The inquiry, which can recommend criminal prosecutions and tougher regulations, also heard that insurers had knowingly overcharged customers, interrogated policy-holders over their finances and offered incentives to staff to prevent cancellations.

The scrutiny of insurance company practices, focusing this week on Freedom Insurance Group and Clearview Wealth, sparked a share sell-down of those companies as the threat of increased regulation looms.

Shares in Freedom were down 17 percent in early afternoon trading, while Clearview was down 5 percent.

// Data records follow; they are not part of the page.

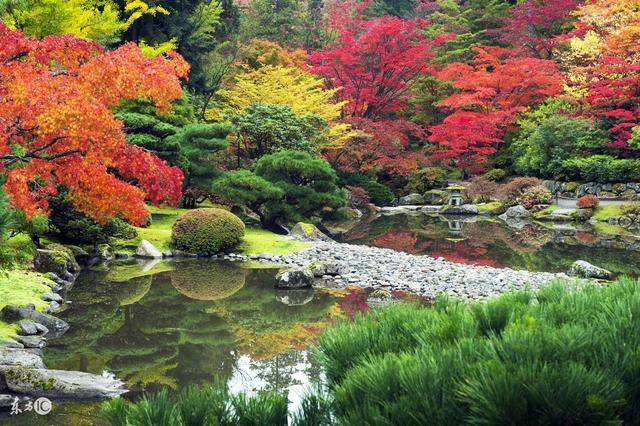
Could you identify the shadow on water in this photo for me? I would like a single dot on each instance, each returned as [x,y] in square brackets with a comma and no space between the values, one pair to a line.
[483,241]
[188,323]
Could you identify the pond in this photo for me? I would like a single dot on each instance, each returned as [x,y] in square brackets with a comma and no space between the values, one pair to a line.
[183,323]
[171,324]
[487,241]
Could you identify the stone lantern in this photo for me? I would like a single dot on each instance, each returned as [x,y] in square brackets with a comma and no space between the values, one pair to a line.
[455,197]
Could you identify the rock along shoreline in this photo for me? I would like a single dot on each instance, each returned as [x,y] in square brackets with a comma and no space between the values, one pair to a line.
[380,268]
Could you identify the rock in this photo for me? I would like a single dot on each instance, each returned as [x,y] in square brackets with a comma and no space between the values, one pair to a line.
[411,200]
[146,250]
[436,197]
[60,262]
[465,209]
[21,357]
[60,384]
[4,344]
[308,231]
[583,269]
[27,328]
[53,308]
[294,297]
[52,297]
[515,212]
[38,342]
[104,253]
[13,313]
[332,269]
[294,278]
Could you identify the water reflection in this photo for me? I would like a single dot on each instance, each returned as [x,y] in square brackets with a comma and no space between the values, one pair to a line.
[483,241]
[191,322]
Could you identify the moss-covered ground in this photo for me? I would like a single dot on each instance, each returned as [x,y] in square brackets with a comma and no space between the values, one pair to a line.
[158,233]
[604,213]
[21,288]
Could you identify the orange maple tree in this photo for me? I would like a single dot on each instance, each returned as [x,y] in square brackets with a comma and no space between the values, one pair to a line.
[57,126]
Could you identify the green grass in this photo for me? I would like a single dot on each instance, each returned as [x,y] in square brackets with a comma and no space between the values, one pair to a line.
[256,240]
[494,207]
[604,213]
[567,354]
[21,288]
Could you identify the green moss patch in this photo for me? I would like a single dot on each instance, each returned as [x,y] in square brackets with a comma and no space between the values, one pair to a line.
[256,240]
[604,213]
[21,288]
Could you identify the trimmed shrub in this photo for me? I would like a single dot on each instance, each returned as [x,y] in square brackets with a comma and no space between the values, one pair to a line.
[535,195]
[426,179]
[495,175]
[513,190]
[587,202]
[480,189]
[207,231]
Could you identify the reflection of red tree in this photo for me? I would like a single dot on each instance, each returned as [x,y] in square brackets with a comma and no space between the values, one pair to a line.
[354,302]
[398,240]
[467,252]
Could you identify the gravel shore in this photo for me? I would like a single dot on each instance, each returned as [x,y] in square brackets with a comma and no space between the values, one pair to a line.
[424,275]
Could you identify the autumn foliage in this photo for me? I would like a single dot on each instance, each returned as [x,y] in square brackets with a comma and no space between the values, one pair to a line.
[374,63]
[490,92]
[57,127]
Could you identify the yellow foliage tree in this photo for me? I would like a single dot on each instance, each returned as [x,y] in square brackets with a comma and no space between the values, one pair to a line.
[304,93]
[97,20]
[614,29]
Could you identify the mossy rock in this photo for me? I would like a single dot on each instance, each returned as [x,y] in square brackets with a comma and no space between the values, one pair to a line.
[436,197]
[307,231]
[208,280]
[56,260]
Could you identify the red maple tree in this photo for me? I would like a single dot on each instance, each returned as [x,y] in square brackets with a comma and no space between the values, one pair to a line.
[374,63]
[57,128]
[537,25]
[491,91]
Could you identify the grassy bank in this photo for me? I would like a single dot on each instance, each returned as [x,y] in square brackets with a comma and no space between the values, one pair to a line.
[256,240]
[21,288]
[562,356]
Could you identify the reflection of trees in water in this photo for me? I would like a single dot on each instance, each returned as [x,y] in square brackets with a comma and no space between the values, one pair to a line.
[150,335]
[492,243]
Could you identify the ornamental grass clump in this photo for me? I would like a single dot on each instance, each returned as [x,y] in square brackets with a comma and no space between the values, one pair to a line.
[566,355]
[207,231]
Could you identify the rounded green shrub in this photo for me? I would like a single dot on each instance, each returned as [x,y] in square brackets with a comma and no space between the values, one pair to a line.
[207,231]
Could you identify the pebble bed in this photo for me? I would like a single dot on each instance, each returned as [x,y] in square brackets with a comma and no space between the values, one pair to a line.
[373,267]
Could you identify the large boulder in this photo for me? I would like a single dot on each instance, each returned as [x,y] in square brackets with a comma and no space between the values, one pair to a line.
[583,269]
[308,231]
[146,250]
[60,262]
[515,212]
[436,197]
[20,357]
[11,313]
[463,210]
[294,278]
[411,200]
[60,384]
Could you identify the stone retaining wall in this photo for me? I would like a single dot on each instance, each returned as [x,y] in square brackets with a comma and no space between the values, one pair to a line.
[626,191]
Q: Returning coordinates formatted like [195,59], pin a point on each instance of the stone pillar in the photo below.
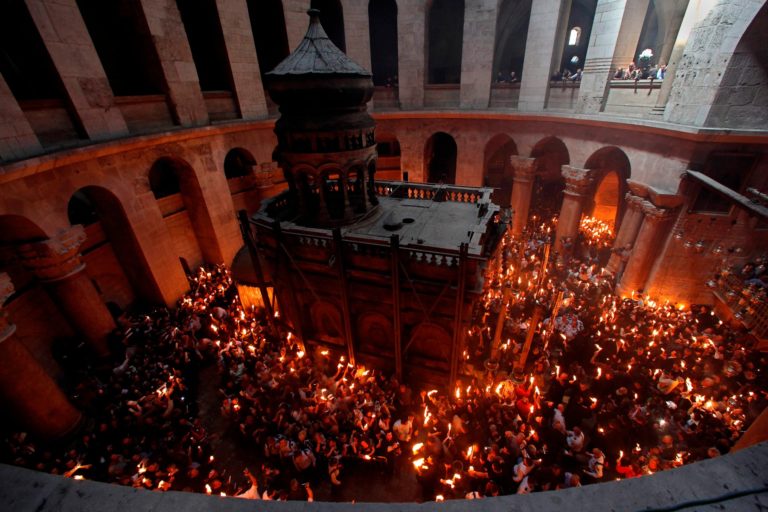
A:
[17,138]
[33,399]
[295,14]
[578,186]
[545,35]
[179,72]
[57,264]
[411,59]
[612,44]
[646,248]
[522,190]
[477,53]
[696,11]
[69,44]
[630,225]
[243,61]
[711,66]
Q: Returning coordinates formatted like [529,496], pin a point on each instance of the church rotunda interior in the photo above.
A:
[533,234]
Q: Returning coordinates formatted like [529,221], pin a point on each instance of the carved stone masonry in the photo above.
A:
[56,258]
[524,168]
[6,290]
[655,214]
[633,201]
[578,182]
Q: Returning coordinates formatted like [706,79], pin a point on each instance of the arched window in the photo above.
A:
[440,158]
[574,36]
[124,46]
[511,36]
[238,163]
[163,179]
[332,19]
[382,23]
[445,33]
[269,35]
[206,40]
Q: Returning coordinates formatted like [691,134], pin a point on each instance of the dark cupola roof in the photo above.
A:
[317,55]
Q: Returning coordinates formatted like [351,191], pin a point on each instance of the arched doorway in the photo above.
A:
[388,161]
[114,260]
[613,170]
[440,159]
[550,154]
[269,35]
[181,202]
[496,170]
[511,36]
[382,26]
[239,171]
[332,19]
[445,33]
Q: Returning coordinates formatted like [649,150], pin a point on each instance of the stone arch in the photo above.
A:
[550,154]
[375,334]
[327,323]
[512,25]
[440,152]
[430,345]
[238,163]
[382,26]
[496,168]
[124,271]
[388,162]
[445,36]
[610,185]
[332,19]
[269,34]
[203,245]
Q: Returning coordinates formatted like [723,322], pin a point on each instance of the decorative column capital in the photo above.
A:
[524,168]
[633,201]
[6,290]
[56,258]
[6,287]
[578,182]
[655,214]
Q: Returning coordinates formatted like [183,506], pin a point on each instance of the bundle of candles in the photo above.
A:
[596,232]
[615,387]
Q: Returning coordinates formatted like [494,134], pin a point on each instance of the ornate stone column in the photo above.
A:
[646,248]
[578,186]
[57,263]
[522,190]
[34,399]
[630,225]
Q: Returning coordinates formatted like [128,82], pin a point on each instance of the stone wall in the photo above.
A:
[702,71]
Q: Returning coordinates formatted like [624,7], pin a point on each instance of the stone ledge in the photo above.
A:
[736,481]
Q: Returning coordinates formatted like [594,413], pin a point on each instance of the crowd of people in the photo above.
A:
[634,72]
[612,387]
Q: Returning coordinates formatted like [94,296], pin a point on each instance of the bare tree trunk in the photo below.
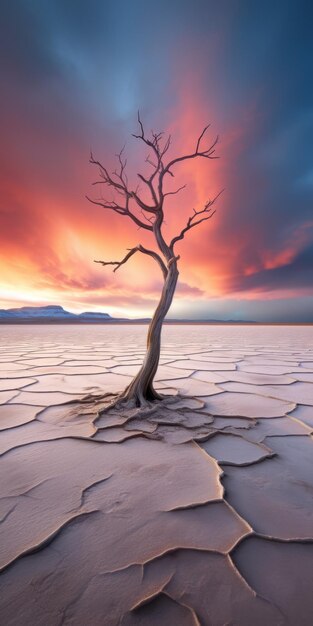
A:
[141,390]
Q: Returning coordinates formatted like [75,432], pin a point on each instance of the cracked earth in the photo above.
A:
[196,512]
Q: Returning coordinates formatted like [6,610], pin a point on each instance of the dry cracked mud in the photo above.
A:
[197,511]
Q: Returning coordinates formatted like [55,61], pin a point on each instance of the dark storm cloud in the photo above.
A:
[74,74]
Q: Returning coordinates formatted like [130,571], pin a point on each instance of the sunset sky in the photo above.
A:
[73,75]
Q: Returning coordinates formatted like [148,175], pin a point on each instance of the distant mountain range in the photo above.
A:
[50,313]
[53,314]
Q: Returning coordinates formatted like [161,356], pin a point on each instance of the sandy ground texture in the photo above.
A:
[198,512]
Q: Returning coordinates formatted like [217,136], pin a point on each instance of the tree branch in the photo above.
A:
[207,212]
[133,251]
[113,206]
[208,153]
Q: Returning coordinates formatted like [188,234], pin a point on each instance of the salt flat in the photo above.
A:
[199,512]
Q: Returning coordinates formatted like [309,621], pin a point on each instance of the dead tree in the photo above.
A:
[130,203]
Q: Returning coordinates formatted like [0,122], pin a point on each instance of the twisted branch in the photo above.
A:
[131,253]
[207,212]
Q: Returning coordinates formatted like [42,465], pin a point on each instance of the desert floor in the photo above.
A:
[198,512]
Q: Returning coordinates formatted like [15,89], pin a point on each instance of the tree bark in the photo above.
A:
[141,390]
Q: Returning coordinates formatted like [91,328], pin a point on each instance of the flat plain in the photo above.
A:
[198,512]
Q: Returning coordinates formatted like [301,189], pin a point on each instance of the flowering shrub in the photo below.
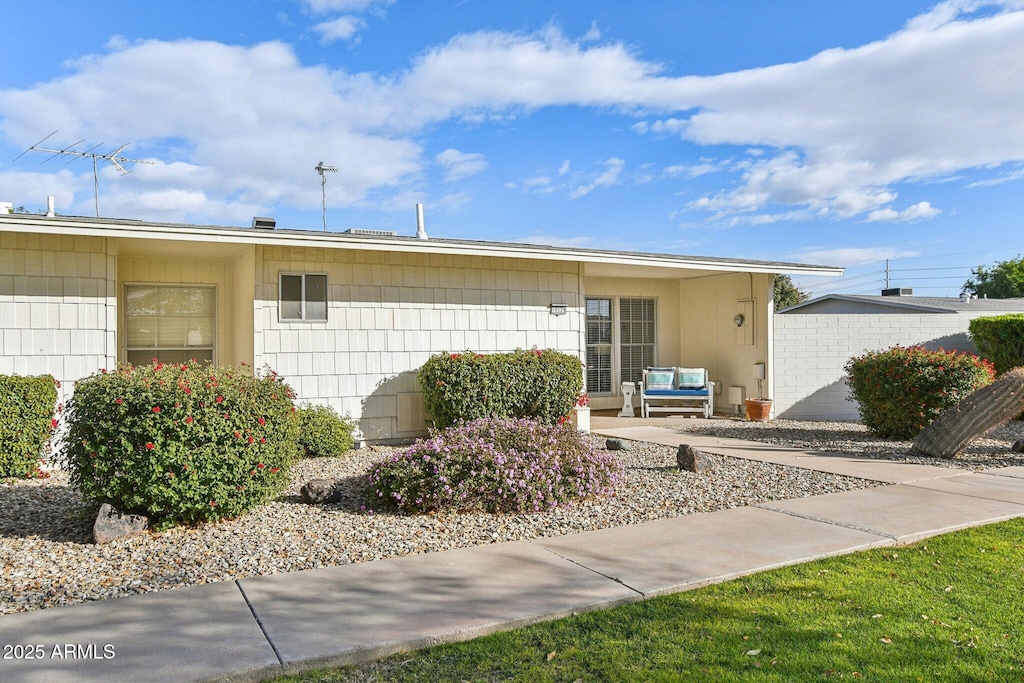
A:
[27,409]
[323,432]
[543,385]
[181,443]
[497,466]
[1000,339]
[901,390]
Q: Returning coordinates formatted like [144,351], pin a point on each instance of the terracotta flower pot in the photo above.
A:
[759,410]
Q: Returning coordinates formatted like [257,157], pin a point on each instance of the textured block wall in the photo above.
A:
[388,312]
[57,305]
[811,350]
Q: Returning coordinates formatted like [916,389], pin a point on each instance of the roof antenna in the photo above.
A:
[112,157]
[323,170]
[421,232]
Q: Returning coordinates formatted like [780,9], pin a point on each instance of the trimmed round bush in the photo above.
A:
[901,390]
[27,422]
[181,443]
[323,432]
[539,384]
[495,465]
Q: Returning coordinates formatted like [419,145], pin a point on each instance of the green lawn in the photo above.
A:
[950,608]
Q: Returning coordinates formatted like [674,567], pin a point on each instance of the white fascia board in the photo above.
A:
[283,238]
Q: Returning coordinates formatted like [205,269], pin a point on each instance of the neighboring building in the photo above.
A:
[815,339]
[349,317]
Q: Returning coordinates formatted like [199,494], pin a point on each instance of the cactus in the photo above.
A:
[985,409]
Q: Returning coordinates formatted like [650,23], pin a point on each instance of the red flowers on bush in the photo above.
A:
[901,390]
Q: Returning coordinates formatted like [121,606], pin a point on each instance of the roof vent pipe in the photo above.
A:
[421,233]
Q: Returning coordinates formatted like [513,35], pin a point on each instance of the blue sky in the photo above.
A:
[842,133]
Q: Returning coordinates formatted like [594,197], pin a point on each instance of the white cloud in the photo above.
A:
[328,6]
[837,131]
[919,211]
[460,165]
[850,257]
[608,177]
[342,28]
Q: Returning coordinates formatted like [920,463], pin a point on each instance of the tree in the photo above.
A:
[1004,281]
[786,294]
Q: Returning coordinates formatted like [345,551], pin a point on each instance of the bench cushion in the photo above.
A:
[678,393]
[690,378]
[659,378]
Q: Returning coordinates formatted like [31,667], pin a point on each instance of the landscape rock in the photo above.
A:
[112,524]
[316,492]
[691,460]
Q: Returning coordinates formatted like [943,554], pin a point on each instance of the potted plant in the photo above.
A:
[759,410]
[581,416]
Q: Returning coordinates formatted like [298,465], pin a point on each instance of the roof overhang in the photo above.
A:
[599,262]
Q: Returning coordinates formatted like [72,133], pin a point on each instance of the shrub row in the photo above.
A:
[1000,339]
[323,432]
[901,390]
[496,465]
[543,385]
[181,443]
[27,409]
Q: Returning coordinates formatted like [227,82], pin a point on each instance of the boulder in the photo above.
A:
[112,524]
[987,408]
[691,460]
[316,492]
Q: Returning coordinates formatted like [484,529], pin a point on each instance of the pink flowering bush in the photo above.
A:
[181,443]
[495,465]
[901,390]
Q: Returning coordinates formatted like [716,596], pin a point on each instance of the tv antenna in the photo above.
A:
[115,160]
[323,171]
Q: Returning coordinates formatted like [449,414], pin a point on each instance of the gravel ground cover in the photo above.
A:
[993,450]
[48,559]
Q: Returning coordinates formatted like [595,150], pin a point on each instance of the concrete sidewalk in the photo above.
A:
[256,628]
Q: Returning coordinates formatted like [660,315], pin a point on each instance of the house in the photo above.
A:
[814,340]
[348,317]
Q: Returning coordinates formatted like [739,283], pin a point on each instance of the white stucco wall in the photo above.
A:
[812,348]
[388,312]
[57,305]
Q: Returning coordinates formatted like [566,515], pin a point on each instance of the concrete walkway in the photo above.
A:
[256,628]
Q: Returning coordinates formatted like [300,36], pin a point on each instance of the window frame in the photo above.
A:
[616,345]
[124,346]
[303,300]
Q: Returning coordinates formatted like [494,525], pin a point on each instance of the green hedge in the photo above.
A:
[901,390]
[27,409]
[1000,339]
[181,443]
[543,385]
[324,432]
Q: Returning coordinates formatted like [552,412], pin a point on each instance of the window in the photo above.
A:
[620,341]
[598,345]
[636,324]
[169,323]
[303,297]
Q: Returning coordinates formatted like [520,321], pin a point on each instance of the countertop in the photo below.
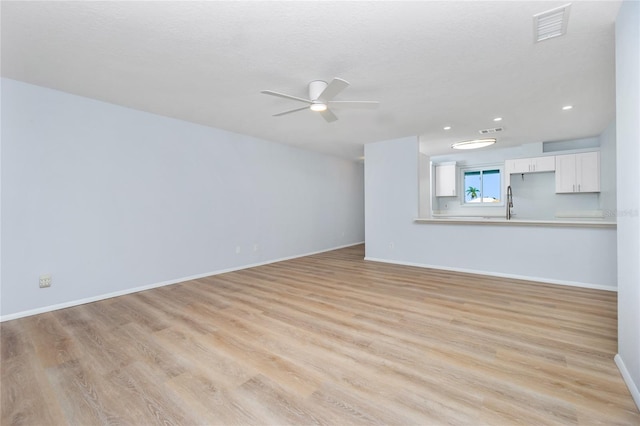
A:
[501,221]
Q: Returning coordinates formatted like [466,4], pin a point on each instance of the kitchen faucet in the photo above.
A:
[509,202]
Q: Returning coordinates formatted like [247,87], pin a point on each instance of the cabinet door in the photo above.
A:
[588,172]
[446,180]
[566,173]
[543,164]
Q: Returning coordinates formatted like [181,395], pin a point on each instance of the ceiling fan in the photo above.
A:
[321,97]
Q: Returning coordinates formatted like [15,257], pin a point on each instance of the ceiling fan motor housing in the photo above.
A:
[316,88]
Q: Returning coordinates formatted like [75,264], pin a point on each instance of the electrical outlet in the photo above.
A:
[45,280]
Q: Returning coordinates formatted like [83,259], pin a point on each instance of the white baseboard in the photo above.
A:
[635,393]
[77,302]
[499,274]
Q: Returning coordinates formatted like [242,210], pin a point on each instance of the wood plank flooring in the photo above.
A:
[325,339]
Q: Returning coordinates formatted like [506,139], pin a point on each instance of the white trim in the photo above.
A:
[499,274]
[160,284]
[635,393]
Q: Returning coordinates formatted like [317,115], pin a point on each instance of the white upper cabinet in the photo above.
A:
[578,172]
[445,177]
[530,165]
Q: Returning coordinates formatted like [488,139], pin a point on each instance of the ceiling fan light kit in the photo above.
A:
[321,96]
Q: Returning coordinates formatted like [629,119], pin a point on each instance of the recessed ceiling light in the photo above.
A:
[474,144]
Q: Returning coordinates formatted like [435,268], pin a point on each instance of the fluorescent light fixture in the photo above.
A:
[318,107]
[552,23]
[474,144]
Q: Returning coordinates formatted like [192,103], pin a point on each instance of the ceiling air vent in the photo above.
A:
[552,23]
[488,131]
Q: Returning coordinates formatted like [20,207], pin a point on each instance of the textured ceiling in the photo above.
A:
[430,64]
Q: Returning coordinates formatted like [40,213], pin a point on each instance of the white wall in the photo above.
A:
[578,256]
[109,199]
[628,145]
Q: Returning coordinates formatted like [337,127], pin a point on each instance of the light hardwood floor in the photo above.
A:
[324,339]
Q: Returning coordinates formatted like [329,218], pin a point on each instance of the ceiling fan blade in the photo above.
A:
[328,115]
[283,95]
[336,86]
[289,112]
[356,104]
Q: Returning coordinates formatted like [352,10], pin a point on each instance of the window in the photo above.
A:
[482,186]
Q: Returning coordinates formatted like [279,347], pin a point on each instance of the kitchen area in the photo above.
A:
[558,183]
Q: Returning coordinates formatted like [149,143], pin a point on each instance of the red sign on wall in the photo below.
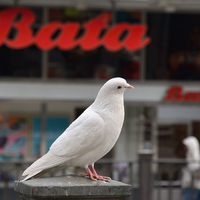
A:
[176,94]
[134,39]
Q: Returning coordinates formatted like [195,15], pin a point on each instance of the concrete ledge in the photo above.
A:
[71,187]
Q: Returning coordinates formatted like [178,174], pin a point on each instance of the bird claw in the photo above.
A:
[102,178]
[96,177]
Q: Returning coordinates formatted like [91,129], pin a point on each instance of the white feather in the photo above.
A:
[91,135]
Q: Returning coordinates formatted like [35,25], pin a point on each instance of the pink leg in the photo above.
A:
[89,173]
[103,178]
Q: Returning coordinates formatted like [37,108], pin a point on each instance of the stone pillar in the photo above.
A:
[71,187]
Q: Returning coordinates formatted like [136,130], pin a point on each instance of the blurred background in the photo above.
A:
[43,89]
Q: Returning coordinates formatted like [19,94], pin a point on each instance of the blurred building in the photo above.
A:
[45,84]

The country’s biggest insurers, including QBE Insurance Group, AMP and Suncorp Group, were trading up to 2 percent lower, while the broader market was flat.

The Royal Commission, which has already scrutinized banking, lending and pension sectors earlier in the year, is conducting a fortnight of hearings unpicking the business practices of the insurance sector.

It heard that 85 per cent of Freedom customers who called to cancel policies ended up keeping the same or an amended policy.

Under questioning, Freedom Chief Operating Officer Craig Orton told the inquiry the retention rate was “too strong” and that he was aware of representatives “not taking no for an answer”.

“It is too difficult to cancel in some circumstances,” said Orton, who conceded some customers had only signed up to take advantage of a period of free premiums.

“That’s something that I won’t allow to happen in the future.”

A lawyer assisting the inquiry, Rowena Orr, said some customers had complained that Freedom staff had “just hung up” when they attempted to cancel a policy. Orton, however, said he was not aware of that practice.

It heard on Monday that Clearview had reported more than 300,000 breaches of “anti-hawking” laws to the regulator.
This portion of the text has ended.